Brazil, which has a foreign debt totaling $113 billion, resumed talks on a medium-term deal with its bank advisory committee here on Tuesday after a three-week break. The start of negotiations was not auspicious, bankers said.
The meetings began 1 1/2 hours late, and when central bank President Fernando Milliet did arrive, he spoke for 40 minutes and then said he would take questions for only 10 minutes because he had another appointment, bankers said.

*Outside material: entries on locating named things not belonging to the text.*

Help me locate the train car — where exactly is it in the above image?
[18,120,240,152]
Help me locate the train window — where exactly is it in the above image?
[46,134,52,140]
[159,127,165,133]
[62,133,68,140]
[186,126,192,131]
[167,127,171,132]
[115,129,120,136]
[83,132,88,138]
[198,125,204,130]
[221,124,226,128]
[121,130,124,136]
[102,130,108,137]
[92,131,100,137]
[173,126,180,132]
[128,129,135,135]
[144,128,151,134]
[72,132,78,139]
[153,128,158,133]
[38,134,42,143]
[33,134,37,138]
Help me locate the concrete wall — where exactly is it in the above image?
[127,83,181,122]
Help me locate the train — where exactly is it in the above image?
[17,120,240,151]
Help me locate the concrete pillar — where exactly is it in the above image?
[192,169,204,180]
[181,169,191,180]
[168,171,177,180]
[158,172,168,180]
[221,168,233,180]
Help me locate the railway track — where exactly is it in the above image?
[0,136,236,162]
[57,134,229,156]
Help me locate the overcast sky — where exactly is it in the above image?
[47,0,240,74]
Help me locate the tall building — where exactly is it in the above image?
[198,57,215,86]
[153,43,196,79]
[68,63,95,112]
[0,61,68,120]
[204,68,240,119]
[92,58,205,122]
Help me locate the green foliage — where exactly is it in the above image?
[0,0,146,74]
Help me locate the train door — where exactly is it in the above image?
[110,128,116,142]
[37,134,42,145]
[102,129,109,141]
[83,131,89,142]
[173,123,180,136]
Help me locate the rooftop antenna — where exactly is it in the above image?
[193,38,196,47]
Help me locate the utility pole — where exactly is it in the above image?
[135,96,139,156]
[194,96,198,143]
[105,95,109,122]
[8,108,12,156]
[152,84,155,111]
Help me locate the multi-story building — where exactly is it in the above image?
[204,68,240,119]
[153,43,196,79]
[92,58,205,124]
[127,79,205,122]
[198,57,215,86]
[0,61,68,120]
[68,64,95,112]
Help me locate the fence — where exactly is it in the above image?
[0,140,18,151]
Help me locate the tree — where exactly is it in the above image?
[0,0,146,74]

"Milliet received a stern message. The committee feels that, if the mood is to improve, it would be a lot better if non-payment of interest was not used as a leverage point. The disposition of the committee would be a lot better," said one banker.
Banks Not Paid
Although Brazil has resumed 1987 interest payments under an interim deal agreed last November, it has not paid banks any 1988 interest on medium- and long-term loans.
The interim agreement envisioned that Brazil would keep current on interest payments from Jan. 1, 1988, banks say.
Banking sources said U.S. banks have begun quietly pointing out that Brazilian loans may be downgraded by American regulators if this situation persists.
"The trigger has already been cocked. It only needs to be pulled," said one U.S. banker.